By Theresa Vargas
Washington Post Staff Writer
Sunday, October 28, 2007
The murder trial of Marvin Rodriguez-Barrera in Prince William County Circuit Court last week focused as much on whether the 19-year-old was a killer as on gang activity in this area.
What do members of the gang Mara Salvatrucha, or MS-13, wear? Assistant Commonwealth's Attorney Elizabeth Millette asked admitted member Michael Ayala, on day two of the trial.
Blue clothes, long belts, low-top tennis shoes, Nikes or Chuck Taylors, he answered.
What are their hand symbols? she asked.
He contorted his right hand so his forefinger and a pinky pointed outward as the rest of his fingers curled downward.
What about his tattoo depicting three dots?
They are called "my crazy life," Ayala said, adding that they represent the three places an MS-13 member will end up: a hospital, jail and the cemetery.
During the trial, prosecutors were not only arguing that Rodriguez-Barrera plunged a large knife into the back of Charles Angelos Jr., 21, as he lay on the ground being beaten in November but also that he did so while participating in gang activity.
The defendant and witnesses had nicknames such as Snoopy, Smurf, Chimpy, Silent and Sparky. Rodriguez-Barrera was known as Abnormal. Ayala, who testified against him and faces the same charges, is called Mu¿eco, or "doll" in Spanish.
On Thursday, jurors found Rodriguez-Barrera guilty of first-degree murder and the gang charge. They recommended that he serve 37 years in prison for murder and five years for gang participation.
Prosecutors showed that on the night of the killing, Rodriguez-Barrera went to a party on Portwood Turn near Manassas attended by MS-13 members and at one point left with several others to buy marijuana at Angelos's house. When they arrived and were told there was none to buy, Rodriguez-Barrerra threw a paint bucket through a sliding-glass door, shattering it, Ayala testified. The group then returned to the party and a little while later noticed that Angelos and two men were standing outside. That's when Rodriguez-Barrera and the others grabbed weapons and confronted them, prosecutors said.

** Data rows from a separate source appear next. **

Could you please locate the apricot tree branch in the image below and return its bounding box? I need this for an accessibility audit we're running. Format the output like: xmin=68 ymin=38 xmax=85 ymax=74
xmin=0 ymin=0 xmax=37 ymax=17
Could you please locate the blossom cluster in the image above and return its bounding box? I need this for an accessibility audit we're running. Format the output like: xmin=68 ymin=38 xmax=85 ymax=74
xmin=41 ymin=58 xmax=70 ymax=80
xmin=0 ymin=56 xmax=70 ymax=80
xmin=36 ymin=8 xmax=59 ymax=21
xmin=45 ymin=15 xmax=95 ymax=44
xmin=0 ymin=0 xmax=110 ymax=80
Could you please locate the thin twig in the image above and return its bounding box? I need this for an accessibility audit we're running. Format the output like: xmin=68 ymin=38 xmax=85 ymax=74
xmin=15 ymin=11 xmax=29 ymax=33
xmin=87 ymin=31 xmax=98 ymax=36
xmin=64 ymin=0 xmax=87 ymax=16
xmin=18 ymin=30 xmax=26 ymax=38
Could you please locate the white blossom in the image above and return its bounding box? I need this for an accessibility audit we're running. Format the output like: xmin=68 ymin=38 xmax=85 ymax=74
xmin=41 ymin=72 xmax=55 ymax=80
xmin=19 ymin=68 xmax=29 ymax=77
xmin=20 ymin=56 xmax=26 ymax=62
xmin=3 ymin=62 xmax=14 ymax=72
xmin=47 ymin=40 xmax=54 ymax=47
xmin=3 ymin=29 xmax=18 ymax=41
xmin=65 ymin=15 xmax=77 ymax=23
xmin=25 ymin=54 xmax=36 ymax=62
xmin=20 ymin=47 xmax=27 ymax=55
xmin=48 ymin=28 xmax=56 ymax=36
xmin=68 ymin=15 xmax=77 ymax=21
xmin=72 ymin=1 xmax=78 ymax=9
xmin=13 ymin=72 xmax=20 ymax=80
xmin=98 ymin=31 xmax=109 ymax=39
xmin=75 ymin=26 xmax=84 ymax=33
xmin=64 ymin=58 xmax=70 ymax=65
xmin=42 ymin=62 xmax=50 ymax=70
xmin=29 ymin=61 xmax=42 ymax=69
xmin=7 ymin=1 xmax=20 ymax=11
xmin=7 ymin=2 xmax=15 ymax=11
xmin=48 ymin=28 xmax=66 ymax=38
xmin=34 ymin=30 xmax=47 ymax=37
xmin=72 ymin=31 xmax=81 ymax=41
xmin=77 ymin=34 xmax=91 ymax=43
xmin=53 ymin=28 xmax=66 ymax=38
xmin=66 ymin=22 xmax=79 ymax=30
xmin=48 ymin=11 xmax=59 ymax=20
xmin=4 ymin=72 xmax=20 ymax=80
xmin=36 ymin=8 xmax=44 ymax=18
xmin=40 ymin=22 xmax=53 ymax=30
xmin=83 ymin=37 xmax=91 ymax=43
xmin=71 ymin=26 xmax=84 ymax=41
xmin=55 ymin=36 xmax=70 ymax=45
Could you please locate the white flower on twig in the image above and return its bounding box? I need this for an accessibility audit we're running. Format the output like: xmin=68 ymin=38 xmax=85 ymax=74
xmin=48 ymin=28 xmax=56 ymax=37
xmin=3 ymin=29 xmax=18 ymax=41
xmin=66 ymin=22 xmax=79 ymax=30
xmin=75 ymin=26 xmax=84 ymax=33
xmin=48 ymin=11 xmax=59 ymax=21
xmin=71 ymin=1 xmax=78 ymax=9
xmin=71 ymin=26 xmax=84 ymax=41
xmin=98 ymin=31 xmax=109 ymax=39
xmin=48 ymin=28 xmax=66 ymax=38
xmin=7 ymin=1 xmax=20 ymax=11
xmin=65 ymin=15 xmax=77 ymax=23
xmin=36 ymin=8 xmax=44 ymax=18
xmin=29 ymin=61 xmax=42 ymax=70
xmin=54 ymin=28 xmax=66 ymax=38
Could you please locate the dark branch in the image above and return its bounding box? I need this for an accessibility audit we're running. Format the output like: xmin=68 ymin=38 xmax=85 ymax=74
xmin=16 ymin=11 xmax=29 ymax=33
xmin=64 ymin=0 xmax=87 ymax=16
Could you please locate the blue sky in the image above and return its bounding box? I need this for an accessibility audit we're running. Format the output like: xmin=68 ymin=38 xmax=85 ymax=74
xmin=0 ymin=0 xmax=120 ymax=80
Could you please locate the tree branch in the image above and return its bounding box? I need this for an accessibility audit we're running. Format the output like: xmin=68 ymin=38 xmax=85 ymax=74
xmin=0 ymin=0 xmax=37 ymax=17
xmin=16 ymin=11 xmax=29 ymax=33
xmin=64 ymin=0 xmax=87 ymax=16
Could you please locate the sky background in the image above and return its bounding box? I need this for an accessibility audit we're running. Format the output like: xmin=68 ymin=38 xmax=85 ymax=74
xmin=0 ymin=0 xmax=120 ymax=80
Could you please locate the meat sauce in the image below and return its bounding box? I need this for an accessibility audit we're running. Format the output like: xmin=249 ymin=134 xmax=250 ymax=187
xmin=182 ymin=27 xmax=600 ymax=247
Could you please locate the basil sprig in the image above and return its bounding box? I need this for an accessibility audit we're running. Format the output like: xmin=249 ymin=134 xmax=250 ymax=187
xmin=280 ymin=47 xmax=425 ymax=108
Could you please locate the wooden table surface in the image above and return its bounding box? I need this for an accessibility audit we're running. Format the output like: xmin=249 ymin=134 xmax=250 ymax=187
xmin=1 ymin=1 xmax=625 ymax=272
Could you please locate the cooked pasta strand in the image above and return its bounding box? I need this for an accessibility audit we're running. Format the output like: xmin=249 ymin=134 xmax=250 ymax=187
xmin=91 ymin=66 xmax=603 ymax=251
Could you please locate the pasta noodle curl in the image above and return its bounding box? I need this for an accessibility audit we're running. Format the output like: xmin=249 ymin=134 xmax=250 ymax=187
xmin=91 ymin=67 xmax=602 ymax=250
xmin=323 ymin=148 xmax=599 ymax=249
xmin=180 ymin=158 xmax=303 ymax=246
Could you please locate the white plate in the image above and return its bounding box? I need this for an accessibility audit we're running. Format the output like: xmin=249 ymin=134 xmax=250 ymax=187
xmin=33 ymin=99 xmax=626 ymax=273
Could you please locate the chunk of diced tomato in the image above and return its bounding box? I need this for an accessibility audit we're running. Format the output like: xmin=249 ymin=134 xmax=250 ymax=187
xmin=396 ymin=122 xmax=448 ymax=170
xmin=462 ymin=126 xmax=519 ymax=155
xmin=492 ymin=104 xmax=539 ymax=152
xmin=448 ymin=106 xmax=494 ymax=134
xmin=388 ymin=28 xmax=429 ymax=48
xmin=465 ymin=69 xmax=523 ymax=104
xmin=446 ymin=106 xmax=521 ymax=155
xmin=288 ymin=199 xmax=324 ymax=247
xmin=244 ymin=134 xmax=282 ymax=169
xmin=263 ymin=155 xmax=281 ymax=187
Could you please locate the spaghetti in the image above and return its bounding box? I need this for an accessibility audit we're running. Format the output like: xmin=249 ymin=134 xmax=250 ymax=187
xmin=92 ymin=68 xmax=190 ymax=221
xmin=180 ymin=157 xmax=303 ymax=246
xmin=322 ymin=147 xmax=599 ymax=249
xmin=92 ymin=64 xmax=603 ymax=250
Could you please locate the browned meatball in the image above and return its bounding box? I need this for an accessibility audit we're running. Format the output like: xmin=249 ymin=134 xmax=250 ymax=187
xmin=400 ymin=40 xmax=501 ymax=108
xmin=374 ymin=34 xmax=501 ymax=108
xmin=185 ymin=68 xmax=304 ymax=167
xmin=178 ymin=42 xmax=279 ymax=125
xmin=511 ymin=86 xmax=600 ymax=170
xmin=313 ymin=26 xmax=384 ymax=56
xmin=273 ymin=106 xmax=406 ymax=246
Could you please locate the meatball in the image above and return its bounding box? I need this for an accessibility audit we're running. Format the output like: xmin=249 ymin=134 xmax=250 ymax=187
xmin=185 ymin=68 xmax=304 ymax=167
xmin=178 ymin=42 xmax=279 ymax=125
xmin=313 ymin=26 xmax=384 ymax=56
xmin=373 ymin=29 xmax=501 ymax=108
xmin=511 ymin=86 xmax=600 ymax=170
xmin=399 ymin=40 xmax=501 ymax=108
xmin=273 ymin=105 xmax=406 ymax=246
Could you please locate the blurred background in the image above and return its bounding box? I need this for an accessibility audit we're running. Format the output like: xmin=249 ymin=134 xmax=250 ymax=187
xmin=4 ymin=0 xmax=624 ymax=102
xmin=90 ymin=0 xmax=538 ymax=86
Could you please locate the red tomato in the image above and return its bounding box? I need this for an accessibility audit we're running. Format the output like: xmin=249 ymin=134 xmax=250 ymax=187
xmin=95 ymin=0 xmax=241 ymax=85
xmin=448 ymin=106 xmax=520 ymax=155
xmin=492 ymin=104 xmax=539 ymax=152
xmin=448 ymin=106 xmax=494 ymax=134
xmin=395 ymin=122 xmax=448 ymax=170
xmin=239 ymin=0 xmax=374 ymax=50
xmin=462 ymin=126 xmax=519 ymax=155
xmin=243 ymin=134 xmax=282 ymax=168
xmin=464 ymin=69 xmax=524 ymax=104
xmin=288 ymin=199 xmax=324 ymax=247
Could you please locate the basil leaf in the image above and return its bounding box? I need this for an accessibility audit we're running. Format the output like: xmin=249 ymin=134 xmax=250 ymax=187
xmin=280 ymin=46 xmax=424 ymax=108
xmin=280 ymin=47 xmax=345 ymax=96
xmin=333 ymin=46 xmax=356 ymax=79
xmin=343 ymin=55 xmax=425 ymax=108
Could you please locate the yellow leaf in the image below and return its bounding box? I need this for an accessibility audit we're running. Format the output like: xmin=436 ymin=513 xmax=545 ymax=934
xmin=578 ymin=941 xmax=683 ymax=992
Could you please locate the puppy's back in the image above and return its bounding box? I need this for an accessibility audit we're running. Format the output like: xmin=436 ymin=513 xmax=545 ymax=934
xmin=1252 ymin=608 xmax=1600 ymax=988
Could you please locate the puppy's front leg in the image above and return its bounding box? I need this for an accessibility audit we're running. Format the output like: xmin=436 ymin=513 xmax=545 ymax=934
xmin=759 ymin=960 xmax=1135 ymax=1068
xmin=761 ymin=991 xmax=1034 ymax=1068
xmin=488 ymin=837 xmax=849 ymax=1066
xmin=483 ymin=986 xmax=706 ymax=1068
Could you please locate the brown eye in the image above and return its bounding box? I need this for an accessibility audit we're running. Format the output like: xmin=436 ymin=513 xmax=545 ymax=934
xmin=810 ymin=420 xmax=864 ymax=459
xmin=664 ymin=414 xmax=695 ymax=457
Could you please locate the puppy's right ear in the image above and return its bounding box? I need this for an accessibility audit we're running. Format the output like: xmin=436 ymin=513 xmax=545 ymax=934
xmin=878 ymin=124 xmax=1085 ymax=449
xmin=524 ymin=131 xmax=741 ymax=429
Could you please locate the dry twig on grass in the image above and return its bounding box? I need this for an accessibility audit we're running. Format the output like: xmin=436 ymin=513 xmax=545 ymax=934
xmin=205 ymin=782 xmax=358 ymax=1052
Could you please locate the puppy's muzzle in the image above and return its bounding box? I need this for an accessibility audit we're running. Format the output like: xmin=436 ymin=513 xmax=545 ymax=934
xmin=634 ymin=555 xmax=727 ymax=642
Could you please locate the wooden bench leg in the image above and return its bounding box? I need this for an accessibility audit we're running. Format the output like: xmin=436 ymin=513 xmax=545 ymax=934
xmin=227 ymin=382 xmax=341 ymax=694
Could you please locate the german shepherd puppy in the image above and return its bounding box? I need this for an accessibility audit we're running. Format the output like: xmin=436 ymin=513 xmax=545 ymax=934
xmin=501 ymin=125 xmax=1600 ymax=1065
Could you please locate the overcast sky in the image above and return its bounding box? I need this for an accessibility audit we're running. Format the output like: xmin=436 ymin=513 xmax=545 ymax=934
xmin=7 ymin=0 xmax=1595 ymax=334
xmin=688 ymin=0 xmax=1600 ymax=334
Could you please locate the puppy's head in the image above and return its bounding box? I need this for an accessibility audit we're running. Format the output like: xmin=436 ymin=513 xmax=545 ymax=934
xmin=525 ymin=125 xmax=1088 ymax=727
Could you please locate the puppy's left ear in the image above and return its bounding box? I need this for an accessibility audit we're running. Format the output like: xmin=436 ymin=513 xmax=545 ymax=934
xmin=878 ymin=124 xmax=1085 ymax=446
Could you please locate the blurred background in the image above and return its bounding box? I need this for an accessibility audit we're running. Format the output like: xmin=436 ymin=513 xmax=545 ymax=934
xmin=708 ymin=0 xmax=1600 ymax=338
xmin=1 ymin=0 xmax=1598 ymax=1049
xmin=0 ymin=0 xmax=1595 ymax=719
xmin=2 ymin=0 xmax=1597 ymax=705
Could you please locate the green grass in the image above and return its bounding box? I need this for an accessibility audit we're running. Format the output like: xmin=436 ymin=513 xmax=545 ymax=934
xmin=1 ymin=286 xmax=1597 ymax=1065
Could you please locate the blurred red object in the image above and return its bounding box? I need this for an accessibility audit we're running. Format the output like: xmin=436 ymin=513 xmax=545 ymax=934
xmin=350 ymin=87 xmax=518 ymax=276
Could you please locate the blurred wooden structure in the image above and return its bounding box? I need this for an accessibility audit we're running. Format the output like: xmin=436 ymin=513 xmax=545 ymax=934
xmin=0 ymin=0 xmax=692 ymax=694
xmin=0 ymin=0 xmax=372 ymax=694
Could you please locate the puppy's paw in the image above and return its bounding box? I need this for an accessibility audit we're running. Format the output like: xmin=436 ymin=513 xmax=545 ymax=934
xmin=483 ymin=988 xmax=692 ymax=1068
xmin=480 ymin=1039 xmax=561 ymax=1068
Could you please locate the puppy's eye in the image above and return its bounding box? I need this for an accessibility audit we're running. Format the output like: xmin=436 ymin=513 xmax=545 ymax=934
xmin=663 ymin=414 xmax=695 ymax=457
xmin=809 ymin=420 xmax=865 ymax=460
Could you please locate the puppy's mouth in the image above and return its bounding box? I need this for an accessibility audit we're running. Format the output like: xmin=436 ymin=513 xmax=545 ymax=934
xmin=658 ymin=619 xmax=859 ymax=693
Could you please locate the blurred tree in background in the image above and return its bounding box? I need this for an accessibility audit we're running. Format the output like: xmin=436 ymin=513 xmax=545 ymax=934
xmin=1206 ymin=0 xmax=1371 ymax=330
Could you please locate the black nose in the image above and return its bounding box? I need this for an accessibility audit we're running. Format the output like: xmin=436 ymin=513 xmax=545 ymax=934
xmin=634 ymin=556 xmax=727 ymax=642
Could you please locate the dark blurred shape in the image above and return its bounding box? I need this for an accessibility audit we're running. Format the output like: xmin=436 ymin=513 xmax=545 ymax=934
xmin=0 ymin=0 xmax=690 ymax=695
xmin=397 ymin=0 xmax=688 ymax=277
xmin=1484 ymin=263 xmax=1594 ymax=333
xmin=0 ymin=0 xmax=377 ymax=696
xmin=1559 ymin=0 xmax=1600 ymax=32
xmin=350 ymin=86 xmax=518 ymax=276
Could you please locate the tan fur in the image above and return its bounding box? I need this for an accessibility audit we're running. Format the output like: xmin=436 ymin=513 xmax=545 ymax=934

"They came out like a bunch of rats," Commonwealth's Attorney Paul B. Ebert (D) said. "They all came out bent on mischief."
Angelos and the others ran, but the partygoers gave chase. Ayala testified about what happened next.
He said he was following Angelos when he heard Rodriguez-Barrera yell behind him, "Don't let him get away." Ayala said he then tackled Angelos and began punching him in his face and body as Angelos lay in the fetal position. Ayala said he might have stabbed Angelos in the upper shoulder when he saw "someone come out of nowhere, dive down and stab him in the back."
"After that, I got up and kicked him in the face three or four times," Ayala said.
Assistant Chief Medical Examiner Frances Field testified that Angelos was stabbed four times; the two wounds in his back were fatal. One punctured his lung, and the other entered his abdominal cavity, hitting the liver and kidney, she said.
"There would have been a considerable amount of pain. There would have been bleeding. He would have experienced shortness of breath," Field said. "He may have survived for several minutes."
Afterward, Ayala said, he noticed blood on his sweatpants and on Rodriguez-Barrera's knife, which they dropped in a storm drain with several other knives. Police recovered the items.
Defense attorney Shawn Allen said his client acted on impulse and out of fear because he thought Angelos had a weapon.
"He didn't intend for this to happen," Allen said.
Rodriguez-Barrerra testified that he had the largest knife that night but that when everyone else gave chase, he was scared and didn't initially run. When he did approach Angelos, he said, three other men were there but Angelos seemed intent on pointing something at him that looked like a gun.
"What I felt was panic. I was afraid. I felt chills and terror," he said through a Spanish interpreter. "I had never felt that before. . . . At that moment, I didn't know what was going on, what I was doing, what I was feeling."
He said he then grabbed Angelos by the hand and stabbed him twice.
Millette questioned why, if Rodriguez-Barrerra was so scared, he didn't leave the house through a back door when Angelos first showed or leave later when everyone was running.
"How many opportunities did he have to leave the scene? Too many," she told the jury.
Although Rodriguez-Barrera testified that he was not in a gang, Millette held up a pair of Chuck Taylor shoes taken from him. They had the gang's name written on them.
Detective Brian Wing of the Prince William gang unit and the Northern Virginia Gang Task Force testified that 1997 was about when the first cases involved MS-13 in the region.
More than 2,000 members of MS-13 are estimated to be in Northern Virginia, he said, and they are divided among seven or eight active cliques.
Their hand signal is called devil's horns, and when two members' bring their hands together, it's called touching horns, he said.